The spinal cord is frequently affected by atrophy and/or lesions in multiple sclerosis (MS) patients. Segmentation of the spinal cord and lesions from MRI data provides measures of damage, which are key criteria for the diagnosis, prognosis, and longitudinal monitoring in MS. Automating this operation eliminates inter-rater variability and increases the efficiency of large-throughput analysis pipelines. Robust and reliable segmentation across multi-site spinal cord data is challenging because of the large variability related to acquisition parameters and image artifacts. The goal of this study was to develop a fully-automatic framework, robust to variability in both image parameters and clinical condition, for segmentation of the spinal cord and intramedullary MS lesions from conventional MRI data. Scans of 1,042 subjects (459 healthy controls, 471 MS patients, and 112 with other spinal pathologies) were included in this multi-site study (n=30).
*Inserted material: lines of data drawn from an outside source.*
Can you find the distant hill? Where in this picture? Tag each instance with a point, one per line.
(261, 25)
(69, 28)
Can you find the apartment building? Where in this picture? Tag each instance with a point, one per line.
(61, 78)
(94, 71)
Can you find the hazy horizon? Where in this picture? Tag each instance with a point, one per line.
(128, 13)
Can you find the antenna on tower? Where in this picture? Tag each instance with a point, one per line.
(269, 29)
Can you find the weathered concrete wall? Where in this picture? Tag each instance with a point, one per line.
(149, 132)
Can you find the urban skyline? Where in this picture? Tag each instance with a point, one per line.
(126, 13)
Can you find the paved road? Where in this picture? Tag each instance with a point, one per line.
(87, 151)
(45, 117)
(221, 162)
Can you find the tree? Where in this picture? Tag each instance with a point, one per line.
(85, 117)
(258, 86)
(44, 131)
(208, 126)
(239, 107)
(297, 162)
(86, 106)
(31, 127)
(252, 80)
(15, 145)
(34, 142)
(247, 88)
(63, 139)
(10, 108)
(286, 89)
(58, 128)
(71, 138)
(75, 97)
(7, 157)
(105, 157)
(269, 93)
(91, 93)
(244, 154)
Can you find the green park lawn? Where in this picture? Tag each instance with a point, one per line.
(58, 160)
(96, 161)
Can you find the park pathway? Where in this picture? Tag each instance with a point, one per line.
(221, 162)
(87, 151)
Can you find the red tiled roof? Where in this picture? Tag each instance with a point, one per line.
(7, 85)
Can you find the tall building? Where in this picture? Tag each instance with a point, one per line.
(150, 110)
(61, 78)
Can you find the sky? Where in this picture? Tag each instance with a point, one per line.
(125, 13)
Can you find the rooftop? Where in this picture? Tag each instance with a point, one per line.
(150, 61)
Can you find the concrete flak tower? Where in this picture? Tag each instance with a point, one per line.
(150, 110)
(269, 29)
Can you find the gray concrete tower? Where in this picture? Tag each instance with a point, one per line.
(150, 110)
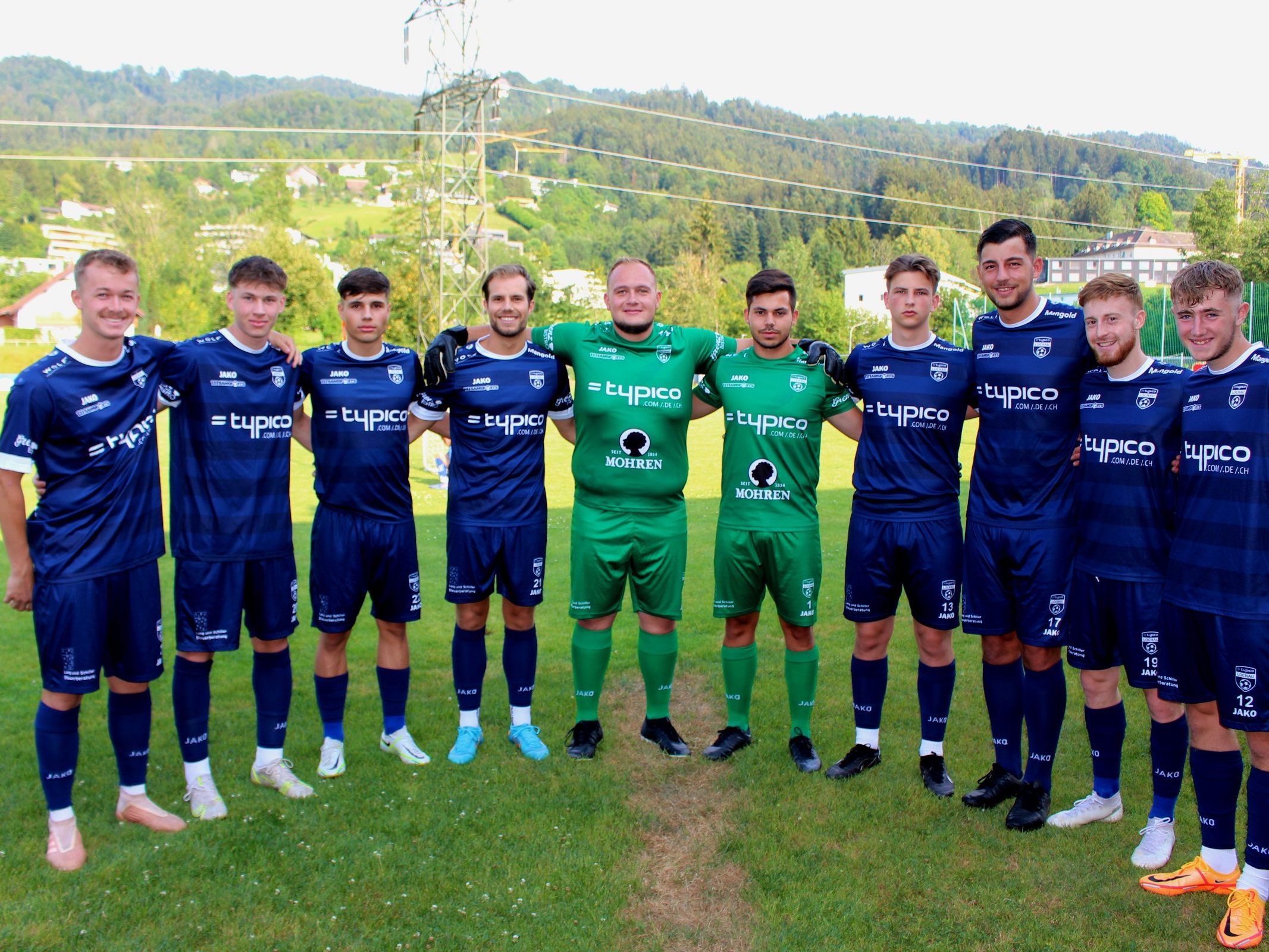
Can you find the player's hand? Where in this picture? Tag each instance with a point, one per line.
(287, 345)
(438, 362)
(819, 352)
(17, 593)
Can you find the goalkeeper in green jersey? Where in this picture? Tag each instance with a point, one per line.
(632, 403)
(768, 535)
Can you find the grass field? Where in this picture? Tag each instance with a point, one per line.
(628, 852)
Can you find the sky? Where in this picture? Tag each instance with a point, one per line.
(1079, 67)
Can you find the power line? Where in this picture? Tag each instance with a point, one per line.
(819, 188)
(762, 207)
(813, 140)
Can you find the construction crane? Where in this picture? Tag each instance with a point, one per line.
(1240, 173)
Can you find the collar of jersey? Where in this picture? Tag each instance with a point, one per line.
(355, 357)
(490, 355)
(89, 361)
(1236, 364)
(890, 339)
(240, 346)
(1024, 321)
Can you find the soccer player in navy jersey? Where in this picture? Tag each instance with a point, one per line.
(1216, 598)
(366, 412)
(1130, 433)
(85, 562)
(905, 518)
(234, 397)
(1019, 538)
(499, 396)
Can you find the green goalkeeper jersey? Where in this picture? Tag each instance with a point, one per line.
(770, 455)
(632, 402)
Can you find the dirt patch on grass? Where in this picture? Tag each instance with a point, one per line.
(692, 899)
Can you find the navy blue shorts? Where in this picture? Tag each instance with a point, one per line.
(512, 556)
(1210, 657)
(112, 621)
(212, 598)
(923, 559)
(1114, 622)
(1018, 579)
(352, 556)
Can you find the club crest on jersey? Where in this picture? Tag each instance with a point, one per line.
(1237, 395)
(1244, 677)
Data spanned three contrasts (T1-, T2-, and T2*-weighted) for a total of 1,943 volumes. The proposed cord and lesion automatic segmentation approach is based on a sequence of two Convolutional Neural Networks (CNNs). To deal with the very small proportion of spinal cord and/or lesion voxels compared to the rest of the volume, a first CNN with 2D dilated convolutions detects the spinal cord centerline, followed by a second CNN with 3D convolutions that segments the spinal cord and/or lesions. When compared against manual segmentation, our CNN-based approach showed a median Dice of 95% vs. 88% for PropSeg, a state-of-the-art spinal cord segmentation method. Regarding lesion segmentation on MS data, our framework provided a Dice of 60%, a relative volume difference of -15%, and a lesion-wise detection sensitivity and precision of 83% and 77%, respectively. The proposed framework is open-source and readily available in the Spinal Cord Toolbox.